Gorran MPs challenge the budget for political parties

Comment and news from The Kurdistan Tribune:

A group of MPs in the Kurdistan Parliament is campaigning to change the way the KRG allocates budgets to political parties. These MPs come from across the political spectrum but mainly from the opposition.

According to Kurdistan constitutional law, every party has the right to get a grant from the government if it has representatives in Parliament and more than 500 members. At the moment the main share of these contributions goes to the PUK and KDP. In 2007, according to the local papers, their budget from the government was 30 million dollars per month each.

Last year the KRG allocated 90 million dollars as an ’emergency fund’ for the political parties  while the new law on political funding was being drafted. However, the KDP and PUK withdrew 115 million dollars – 25 million dollars more than the total amount allocated for all the parties.

The budget for political parties in the south of Kurdistan is still the main source of corruption.

How else could it be possible for parties like the KDP and PUK to spend many thousands of dollars each year on their anniversary celebrations, organised all over the world to entertain their members and supporters?

The group of MPs wants the Kurdistan Parliament to be more transparent about the monies that have been paid to the KDP and PUK.

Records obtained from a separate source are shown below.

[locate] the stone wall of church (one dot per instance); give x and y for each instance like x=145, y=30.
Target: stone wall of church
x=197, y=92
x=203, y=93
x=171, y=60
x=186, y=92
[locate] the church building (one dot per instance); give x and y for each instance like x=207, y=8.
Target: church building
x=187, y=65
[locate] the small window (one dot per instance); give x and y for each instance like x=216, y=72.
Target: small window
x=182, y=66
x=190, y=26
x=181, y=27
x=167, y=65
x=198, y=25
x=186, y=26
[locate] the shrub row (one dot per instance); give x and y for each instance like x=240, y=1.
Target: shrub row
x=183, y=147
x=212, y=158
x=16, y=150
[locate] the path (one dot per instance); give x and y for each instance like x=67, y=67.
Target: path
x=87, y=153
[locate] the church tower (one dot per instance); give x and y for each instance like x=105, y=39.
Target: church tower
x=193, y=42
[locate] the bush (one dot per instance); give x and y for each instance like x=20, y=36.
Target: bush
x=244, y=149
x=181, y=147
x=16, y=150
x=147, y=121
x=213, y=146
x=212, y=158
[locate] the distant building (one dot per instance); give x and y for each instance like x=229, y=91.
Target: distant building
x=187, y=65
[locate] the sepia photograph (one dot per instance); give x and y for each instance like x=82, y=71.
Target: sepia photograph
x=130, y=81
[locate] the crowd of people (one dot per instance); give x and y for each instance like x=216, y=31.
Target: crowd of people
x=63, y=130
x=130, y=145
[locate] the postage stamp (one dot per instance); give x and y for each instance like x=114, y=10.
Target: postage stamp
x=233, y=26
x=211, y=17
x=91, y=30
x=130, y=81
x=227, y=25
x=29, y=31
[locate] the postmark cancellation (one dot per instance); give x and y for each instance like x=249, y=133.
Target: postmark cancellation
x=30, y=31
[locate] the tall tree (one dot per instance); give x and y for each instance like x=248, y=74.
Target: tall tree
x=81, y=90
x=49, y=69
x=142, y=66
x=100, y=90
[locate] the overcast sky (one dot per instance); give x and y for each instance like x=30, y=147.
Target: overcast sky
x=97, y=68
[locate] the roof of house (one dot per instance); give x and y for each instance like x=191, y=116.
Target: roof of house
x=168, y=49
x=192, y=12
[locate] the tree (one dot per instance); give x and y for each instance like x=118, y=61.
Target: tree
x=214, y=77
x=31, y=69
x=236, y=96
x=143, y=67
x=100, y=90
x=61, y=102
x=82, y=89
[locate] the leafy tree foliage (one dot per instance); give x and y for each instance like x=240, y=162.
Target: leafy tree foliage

Hama Saeed Ali, on the Kurdistan Islamic Union MP list, said the PUK and KDP “can draw any money from the government they want, as they like”. Furthermore he accused the two main political parties of controlling the budget for parties in Kurdistan.

Prime Minister Dr Barham Salih asked MPs in the Kurdistan Parliament to work harder to determine the best law for financing political parties in Kurdistan, even though he  said he believes the parties should not take any money from the government – as in Europe. Probably that is ok for older parties such as the PUK and KDP, because they now have so much invested all over the world, in different names and ventures. The main telecommunications company in Kurdistan, for example, is owned by the PUK and KDP.

So it would not be difficult for them to survive without further government funding. But newer and smaller parties argue that, without funding it is impossible for them to compete fairly with the ruling parties which have taken so much money over the years.

Kuestan Mohammed, an MP on the Gorran candidate list, told the local reporters that: “This year’s budget to help political parties was 200 million dollars, but we don’t know how much has been paid out, and to which parties”. She asked the government to explain its criteria for granting monies to political parties.

To take the example of the Gorran Party: it has 25 seats in Parliament – not that much less than the PUK or the KDP – but their budget from the government has never been properly allocated and now it has been frozen for months under pressure from the general secretary of the PUK, Jalil Talabani.